-3

I want to test whether any single bit is set in a C int. I don't care which bit it is.

Equivalent to

if (1 == count_bits (n))

I'm curious if there is a non-looping algorithm for this which does not require special hardware support.

spraff
  • 32,570
  • 22
  • 121
  • 229

2 Answers2

5

If only one bit is set, then the number is a power of two. 

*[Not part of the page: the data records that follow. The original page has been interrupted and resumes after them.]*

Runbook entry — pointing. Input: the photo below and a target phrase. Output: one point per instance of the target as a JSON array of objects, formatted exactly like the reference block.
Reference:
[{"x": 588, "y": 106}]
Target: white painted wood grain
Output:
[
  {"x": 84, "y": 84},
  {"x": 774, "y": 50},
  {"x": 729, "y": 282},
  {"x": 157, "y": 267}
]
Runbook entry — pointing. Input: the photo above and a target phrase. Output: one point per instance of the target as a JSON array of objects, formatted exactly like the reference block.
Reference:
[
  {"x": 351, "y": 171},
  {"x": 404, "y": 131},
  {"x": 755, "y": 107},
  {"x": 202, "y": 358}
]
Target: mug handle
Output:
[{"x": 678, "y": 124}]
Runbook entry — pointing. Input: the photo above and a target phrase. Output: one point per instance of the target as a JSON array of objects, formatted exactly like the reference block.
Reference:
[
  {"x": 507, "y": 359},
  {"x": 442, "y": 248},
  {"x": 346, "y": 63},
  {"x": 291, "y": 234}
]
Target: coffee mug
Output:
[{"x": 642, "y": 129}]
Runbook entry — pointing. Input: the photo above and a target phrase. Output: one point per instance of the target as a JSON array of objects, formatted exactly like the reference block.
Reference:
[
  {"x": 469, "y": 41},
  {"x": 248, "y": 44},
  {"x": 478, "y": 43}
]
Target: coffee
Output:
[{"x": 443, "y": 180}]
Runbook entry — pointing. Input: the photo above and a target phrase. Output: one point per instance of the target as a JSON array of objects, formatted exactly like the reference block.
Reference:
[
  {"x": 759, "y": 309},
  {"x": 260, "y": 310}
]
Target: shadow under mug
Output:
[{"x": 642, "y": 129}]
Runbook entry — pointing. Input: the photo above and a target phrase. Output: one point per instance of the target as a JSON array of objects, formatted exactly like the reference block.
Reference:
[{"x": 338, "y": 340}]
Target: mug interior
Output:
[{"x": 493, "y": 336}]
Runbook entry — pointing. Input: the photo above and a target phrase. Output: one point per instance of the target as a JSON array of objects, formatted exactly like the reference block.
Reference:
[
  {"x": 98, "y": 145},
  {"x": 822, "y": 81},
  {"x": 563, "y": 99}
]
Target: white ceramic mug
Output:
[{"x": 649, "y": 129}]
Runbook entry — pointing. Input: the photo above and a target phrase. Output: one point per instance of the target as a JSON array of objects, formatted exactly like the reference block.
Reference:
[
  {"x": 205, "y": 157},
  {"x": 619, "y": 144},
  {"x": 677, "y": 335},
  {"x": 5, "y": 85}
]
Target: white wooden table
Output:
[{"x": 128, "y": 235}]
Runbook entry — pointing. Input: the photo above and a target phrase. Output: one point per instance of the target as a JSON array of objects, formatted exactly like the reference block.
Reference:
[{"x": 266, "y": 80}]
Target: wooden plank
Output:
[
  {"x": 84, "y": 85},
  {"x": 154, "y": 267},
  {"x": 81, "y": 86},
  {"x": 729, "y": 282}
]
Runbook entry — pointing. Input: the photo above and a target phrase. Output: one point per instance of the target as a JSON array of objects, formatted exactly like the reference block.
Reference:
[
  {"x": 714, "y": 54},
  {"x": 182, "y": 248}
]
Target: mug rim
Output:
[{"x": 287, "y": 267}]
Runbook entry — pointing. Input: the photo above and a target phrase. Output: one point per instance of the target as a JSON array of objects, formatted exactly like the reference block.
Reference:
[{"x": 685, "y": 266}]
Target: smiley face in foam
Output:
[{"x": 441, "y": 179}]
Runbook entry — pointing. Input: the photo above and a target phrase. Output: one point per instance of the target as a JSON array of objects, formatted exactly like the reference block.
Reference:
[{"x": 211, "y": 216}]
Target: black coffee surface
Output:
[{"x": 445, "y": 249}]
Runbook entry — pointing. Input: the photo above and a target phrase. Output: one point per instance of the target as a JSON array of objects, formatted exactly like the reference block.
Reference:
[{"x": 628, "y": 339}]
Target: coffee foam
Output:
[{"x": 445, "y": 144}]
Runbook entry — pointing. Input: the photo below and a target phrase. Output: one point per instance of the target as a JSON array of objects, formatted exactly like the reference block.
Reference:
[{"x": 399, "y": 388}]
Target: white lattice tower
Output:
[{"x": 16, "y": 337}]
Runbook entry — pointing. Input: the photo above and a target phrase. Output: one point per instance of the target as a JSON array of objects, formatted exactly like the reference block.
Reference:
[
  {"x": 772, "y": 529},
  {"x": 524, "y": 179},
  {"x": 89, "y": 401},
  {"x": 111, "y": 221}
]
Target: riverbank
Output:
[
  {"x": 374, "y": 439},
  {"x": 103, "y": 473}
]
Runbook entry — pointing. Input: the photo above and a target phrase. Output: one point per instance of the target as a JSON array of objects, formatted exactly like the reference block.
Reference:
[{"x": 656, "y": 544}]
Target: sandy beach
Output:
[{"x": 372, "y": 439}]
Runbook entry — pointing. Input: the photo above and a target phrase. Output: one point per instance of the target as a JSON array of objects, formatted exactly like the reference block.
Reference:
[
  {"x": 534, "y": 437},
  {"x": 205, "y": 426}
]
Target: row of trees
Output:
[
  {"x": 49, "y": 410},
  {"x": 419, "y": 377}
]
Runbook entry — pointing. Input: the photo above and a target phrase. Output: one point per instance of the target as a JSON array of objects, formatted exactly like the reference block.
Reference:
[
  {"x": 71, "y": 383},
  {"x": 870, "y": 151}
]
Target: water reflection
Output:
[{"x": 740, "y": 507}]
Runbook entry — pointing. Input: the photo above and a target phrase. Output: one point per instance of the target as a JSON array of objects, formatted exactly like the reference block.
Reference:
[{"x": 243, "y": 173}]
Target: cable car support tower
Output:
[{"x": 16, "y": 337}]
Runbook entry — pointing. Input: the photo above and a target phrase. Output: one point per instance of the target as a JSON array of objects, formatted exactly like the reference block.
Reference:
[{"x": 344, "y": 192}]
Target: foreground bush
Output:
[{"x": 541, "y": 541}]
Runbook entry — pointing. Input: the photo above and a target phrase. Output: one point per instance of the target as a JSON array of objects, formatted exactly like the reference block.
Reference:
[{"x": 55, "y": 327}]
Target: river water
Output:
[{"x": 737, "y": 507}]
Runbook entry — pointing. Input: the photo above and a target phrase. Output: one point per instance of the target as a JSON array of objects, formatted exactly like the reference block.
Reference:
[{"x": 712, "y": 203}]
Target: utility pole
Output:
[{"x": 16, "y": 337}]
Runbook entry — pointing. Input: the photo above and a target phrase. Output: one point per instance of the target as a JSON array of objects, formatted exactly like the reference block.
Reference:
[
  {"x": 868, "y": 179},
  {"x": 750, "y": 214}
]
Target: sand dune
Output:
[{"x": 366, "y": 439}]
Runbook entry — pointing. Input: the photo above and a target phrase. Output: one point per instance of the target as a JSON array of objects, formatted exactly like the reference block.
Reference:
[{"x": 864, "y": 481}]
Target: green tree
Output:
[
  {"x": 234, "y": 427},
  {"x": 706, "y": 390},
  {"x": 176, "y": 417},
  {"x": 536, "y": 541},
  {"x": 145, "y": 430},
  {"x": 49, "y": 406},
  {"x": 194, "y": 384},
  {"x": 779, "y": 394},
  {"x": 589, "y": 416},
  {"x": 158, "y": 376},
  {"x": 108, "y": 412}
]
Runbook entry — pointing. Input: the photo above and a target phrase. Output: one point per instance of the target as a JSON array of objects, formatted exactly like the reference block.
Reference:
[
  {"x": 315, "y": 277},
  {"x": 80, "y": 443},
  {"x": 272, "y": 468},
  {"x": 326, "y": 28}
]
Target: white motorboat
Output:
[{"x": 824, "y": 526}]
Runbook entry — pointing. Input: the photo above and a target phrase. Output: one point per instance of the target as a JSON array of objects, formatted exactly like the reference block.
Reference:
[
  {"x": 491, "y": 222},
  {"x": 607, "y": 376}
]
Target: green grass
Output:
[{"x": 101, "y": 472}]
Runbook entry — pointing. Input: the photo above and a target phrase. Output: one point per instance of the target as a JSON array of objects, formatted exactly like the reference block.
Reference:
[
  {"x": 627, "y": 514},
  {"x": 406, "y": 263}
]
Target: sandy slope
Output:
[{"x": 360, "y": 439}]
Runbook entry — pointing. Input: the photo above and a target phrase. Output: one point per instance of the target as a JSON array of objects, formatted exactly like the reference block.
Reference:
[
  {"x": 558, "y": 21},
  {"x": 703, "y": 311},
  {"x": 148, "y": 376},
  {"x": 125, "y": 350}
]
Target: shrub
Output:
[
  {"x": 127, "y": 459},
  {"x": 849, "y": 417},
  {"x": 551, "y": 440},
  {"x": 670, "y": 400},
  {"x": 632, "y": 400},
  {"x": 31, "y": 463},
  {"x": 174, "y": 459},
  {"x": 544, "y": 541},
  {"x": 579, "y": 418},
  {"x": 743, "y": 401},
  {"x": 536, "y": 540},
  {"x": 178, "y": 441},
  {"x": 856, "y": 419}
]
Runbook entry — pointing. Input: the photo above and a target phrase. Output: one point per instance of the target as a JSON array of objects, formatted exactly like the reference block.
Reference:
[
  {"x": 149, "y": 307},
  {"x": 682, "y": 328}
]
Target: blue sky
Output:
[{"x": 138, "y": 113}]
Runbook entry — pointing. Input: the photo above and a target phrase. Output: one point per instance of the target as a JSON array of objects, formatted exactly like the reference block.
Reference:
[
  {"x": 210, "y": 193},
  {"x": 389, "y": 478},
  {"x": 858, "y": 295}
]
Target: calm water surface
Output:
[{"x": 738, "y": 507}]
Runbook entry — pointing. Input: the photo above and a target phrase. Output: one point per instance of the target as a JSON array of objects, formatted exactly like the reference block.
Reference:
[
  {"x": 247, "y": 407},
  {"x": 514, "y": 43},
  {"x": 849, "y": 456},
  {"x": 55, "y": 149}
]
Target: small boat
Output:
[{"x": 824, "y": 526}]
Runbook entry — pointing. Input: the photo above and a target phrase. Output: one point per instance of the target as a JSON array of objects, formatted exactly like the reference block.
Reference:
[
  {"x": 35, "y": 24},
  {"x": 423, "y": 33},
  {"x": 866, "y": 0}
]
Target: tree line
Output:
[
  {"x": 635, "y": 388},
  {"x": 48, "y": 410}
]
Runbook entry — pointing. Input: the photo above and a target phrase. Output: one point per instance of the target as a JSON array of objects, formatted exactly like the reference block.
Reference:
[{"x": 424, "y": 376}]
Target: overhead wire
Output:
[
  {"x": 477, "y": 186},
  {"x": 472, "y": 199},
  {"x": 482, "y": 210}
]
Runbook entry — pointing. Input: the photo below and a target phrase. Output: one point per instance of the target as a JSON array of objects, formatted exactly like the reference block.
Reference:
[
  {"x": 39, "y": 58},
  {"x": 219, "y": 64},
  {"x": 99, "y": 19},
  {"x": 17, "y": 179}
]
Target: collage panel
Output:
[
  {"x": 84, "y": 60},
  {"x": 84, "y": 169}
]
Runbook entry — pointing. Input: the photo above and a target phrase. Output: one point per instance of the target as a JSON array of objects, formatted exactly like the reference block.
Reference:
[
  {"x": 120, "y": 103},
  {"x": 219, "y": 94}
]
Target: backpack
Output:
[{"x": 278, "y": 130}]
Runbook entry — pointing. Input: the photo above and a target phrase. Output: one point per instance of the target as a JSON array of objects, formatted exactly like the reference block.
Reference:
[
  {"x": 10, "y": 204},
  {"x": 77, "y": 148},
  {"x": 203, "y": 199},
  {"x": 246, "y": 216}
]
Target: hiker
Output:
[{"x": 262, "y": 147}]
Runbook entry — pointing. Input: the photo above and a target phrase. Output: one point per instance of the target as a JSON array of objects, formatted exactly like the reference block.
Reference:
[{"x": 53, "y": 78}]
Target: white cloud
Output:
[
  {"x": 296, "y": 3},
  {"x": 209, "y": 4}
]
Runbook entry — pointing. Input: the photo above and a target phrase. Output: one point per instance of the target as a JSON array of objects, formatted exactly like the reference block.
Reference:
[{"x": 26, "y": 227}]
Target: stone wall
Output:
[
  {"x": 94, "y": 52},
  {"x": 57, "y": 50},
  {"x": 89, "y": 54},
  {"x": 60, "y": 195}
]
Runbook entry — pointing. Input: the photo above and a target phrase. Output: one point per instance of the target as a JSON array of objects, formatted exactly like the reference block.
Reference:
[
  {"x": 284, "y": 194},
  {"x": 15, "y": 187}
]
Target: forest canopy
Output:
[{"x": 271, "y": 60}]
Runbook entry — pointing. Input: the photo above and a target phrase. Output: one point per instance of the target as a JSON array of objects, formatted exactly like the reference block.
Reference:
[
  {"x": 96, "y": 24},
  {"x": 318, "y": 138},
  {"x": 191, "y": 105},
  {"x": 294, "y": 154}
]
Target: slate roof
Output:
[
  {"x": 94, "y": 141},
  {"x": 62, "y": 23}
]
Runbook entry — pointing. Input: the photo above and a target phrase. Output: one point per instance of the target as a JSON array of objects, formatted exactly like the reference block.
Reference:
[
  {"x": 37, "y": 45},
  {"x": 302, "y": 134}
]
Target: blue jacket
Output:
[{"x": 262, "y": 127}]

unsigned int IsPowerOfTwoNoLoop(unsigned int input)
{
    unsigned int temp = input;
    if(0 == input)
    {
      return 0;
    }
    temp -= 1;
    /*Example of the logic:*/
    /*  0100 (4 DEC) - 1 = 0011
        0011 & 0100 = 0000 
    */
    if (temp & input) /* if not zero - not pow of two */
    {
        printf("%u Is NOT the power of two !\n", input);
        return 0;
    }

    printf("%u Is the power of two !\n", input);
    return 1;
}
H.cohen
  • 517
  • 3
  • 9
  • For the explanation see https://stackoverflow.com/questions/600293/how-to-check-if-a-number-is-a-power-of-2#600306 – hellow Oct 29 '18 at 10:26
  • I would suggest to use `uint32_t` instead of `unsigned int`. Why don't you accept any digit and reinterpret them as an unsigned value in your function? – hellow Oct 29 '18 at 10:33
  • 1
    Review: it would be much clearer (=better) to return `bool` from this function. – unwind Oct 29 '18 at 10:41
1

The simplest way is probably to convert to an unsigned type.

Then we are simply testing whether we have an exact power of two.

We can use a simple observation that these are the only non-zero numbers that have no bits in common with n-1:

bool is_power_of_two(unsigned int n)
{
    return n && ! (n & (n-1));
}
Toby Speight
  • 27,591
  • 48
  • 66
  • 103